How do I prove that two curves are orthogonal when they interest each other at a specific point?

Do I just take the derivative of both and compare the slopes?
The slopes should be negative reciprocals of each other, correct?

 

[mathwonk]

well since you have good ideas, what would convince you they are right?

 

[gokugreene]

I believe I am correct; however, I do wish to prove it.
I need two equations that are orthogonal.
I can't find any in my Calculus book.

Thanks

 

[mathwonk]

do you mean you want the definition of orthogonal curves? to me it would be as you assume, i.e. at least for smooth curves, that their tangent lines are orthogonal.

 

[gokugreene]

Yea that works, but do you have any equations I could play with?

Thanks :)

 

[arildno]

You've got the basic idea, so what's stopping you from developing that idea into an equation?

 

[HallsofIvy]

Do you mean you want examples?


y= x is orthogonal to y= -x!

Can you find the equation of the line orthogonal to y= x² at (1,1)?

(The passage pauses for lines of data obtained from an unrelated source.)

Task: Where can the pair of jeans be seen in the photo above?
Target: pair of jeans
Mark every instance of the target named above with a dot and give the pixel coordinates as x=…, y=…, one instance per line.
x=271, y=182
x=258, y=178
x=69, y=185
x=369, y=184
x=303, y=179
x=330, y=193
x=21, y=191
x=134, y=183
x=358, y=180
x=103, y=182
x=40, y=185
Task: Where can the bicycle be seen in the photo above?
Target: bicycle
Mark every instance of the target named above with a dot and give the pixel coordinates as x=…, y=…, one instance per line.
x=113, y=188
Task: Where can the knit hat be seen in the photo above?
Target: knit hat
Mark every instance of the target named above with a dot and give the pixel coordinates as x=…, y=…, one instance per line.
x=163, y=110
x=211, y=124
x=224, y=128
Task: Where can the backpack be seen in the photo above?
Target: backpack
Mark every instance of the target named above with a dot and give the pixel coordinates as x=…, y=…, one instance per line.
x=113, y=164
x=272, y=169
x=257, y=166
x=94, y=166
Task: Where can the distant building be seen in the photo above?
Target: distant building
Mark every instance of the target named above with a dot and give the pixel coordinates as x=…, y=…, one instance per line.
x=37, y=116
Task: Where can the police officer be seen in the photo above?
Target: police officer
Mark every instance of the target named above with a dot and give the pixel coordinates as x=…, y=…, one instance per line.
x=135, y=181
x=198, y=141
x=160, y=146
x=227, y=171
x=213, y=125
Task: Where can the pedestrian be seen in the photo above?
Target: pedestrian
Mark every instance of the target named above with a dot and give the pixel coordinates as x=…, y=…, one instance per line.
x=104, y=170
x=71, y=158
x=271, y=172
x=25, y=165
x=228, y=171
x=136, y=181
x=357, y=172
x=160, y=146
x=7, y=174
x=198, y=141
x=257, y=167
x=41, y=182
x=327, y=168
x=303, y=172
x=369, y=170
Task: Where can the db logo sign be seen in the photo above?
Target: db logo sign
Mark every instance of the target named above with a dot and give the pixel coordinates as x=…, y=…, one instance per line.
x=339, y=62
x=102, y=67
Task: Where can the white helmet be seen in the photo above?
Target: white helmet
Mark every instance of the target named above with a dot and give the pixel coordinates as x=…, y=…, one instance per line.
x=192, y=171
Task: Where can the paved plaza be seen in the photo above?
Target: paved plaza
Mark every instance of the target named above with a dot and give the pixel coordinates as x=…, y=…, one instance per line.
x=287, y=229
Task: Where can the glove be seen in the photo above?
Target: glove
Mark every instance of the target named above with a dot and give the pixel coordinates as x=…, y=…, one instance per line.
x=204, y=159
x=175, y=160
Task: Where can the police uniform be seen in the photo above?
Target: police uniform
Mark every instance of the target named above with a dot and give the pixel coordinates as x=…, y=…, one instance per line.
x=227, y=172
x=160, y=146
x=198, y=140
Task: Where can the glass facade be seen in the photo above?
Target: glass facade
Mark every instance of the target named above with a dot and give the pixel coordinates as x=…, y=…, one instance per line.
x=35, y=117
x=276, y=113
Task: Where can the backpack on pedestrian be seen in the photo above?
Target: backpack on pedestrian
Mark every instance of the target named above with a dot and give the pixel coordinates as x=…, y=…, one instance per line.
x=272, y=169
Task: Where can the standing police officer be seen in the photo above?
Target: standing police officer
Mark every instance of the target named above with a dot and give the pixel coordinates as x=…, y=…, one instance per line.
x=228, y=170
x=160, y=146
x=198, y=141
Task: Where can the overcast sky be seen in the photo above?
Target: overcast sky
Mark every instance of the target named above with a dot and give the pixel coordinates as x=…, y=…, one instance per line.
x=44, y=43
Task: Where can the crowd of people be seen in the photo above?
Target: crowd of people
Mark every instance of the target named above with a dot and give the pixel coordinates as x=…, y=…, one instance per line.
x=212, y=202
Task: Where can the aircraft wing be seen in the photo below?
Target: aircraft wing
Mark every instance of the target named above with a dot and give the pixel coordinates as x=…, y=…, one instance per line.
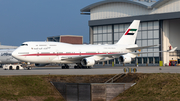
x=109, y=56
x=7, y=47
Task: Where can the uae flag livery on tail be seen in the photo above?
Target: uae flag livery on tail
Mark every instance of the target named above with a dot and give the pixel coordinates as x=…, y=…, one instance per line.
x=130, y=31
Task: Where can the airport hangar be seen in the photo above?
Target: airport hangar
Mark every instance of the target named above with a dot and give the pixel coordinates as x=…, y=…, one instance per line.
x=160, y=21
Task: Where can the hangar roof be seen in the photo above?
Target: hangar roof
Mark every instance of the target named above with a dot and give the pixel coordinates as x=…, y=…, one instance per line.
x=146, y=5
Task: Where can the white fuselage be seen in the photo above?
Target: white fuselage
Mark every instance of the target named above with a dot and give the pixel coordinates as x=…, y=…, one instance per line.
x=6, y=56
x=54, y=52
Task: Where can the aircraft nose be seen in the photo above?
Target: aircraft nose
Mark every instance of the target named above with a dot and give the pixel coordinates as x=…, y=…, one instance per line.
x=14, y=54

(Find the derivative of x² at x= 1. Yes, the slope of a line orthogonal to that is the negative of the reciprocal of the derivative.)

A common problem in differential equations is to find the family of curves orthogonal to a given family: To find the set of all curves orthogonal to the family of curves
xy= a, differentiate with respect to x: y+ xy'= 0 (thus eliminating the constant a).
Then y'= -y/x at each point (except x= 0). Any curve orthogonal to that must have
y'= x/y or yy'= x so (1/2)y²= (1/2)x²+ C or
x²- y²= c (c= -2C). The family of curves orthogonal to the hyperbolas having the axes as asymptotes is the family of hyperbolas having y= x and y= -x as asymptotes.